The sophomore took one quick touch to her right to avoid a sliding midfielder Malikae Dayes, and slotted a skidding shot into the bottom right corner of goal, enough to negate Egyed’s five-save performance.
Despite a slow first half from Maryland, the Terps attack had perhaps its best half of the season in the final 45 minutes.
After an Indiana shot in the 55th minute, Mayland went on a 22-minute string where the offense outshot the Hoosiers 9-0. Of those opportunities, the best chance came on a well-struck laser from midfielder Hope Lewandoski.
The sophomore, running down the left side of the Hoosier defense, crushed an outside strike that would’ve beaten goalkeeper Bethany Kopel, but the attempt clipped the crossbar.
“Going into the locker room, we knew we weren’t performing like we wanted to,” Lewandoski said. “So we said, ‘Look, this is our last 45 minutes. We’ve got to give all we’ve got.’ So I think we just put more energy into that second half.”
And prior to the uncharacteristically potent second half, the Terps had nearly found a late-period equalizer in the first half.
Midfielder Loren Sefcik floated a through ball over the top of Indiana’s backline, and the pass landed at the feet of forward Emily McNesby deep in the box between three Hoosier defenders. With nobody between her and the goalkeeper, the freshman lifted a shot around Kopel, but it rolled just wide left of the frame.
Other than the near-miss from McNesby, the Terps failed to earn many meaningful opportunities in the first half. Maryland didn’t earn its first shot until the 15-minute mark, and the Hoosiers held a 10-6 shot advantage prior to halftime.

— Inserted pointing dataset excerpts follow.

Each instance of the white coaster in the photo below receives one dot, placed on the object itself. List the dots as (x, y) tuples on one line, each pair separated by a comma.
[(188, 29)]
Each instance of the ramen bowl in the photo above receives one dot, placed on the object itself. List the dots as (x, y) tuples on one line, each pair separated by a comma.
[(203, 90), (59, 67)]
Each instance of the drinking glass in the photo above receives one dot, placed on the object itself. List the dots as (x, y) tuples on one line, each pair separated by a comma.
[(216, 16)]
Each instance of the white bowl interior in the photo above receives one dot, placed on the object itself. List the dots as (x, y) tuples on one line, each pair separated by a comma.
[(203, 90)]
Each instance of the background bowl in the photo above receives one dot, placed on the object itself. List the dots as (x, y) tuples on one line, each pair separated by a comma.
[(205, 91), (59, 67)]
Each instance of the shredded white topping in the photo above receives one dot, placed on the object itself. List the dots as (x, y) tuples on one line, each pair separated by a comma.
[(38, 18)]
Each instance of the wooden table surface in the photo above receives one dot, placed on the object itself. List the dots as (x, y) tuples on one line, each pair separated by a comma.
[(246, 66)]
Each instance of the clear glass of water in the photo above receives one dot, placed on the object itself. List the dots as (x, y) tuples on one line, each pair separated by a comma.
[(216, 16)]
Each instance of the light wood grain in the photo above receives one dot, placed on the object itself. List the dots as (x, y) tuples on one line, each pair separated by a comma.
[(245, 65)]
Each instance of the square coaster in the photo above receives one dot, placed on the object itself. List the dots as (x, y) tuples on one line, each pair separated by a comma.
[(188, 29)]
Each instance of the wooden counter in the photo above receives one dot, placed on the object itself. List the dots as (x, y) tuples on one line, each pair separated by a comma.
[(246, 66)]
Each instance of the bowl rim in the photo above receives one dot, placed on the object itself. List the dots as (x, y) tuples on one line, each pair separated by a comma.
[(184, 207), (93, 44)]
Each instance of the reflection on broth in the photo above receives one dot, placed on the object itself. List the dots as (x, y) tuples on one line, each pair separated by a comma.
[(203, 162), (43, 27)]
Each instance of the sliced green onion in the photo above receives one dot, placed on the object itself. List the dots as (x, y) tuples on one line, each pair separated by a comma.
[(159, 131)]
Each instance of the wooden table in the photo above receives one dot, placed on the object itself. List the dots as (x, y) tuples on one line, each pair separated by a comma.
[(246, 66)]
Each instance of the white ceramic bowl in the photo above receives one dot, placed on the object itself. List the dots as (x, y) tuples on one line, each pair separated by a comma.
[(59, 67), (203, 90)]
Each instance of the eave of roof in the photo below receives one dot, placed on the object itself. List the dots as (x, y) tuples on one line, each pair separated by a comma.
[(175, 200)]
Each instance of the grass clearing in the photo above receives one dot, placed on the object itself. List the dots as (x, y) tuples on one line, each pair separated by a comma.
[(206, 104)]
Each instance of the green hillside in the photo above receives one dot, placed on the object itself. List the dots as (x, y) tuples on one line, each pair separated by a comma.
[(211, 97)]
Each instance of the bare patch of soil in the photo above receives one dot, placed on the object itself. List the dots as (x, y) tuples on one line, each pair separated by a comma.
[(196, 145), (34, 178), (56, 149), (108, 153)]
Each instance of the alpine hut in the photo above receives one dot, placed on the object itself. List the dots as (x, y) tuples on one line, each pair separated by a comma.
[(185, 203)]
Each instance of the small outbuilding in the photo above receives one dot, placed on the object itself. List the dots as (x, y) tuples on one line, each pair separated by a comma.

Maryland rebounded for a 10-7 shot advantage in the second half, but, after failing to find a goal, fell 1-0 to the Hoosiers. In the final game of the season, the Terps were shut out for the 10th time.
“Even if we were out of the [Big Ten] tournament, we still had to play for ourselves, for our pride and for our seniors,” midfielder Darby Moore said. “We’re here to turn the ship around, as our coach likes to say, and we’re going to rebuild the program with everything we can get.”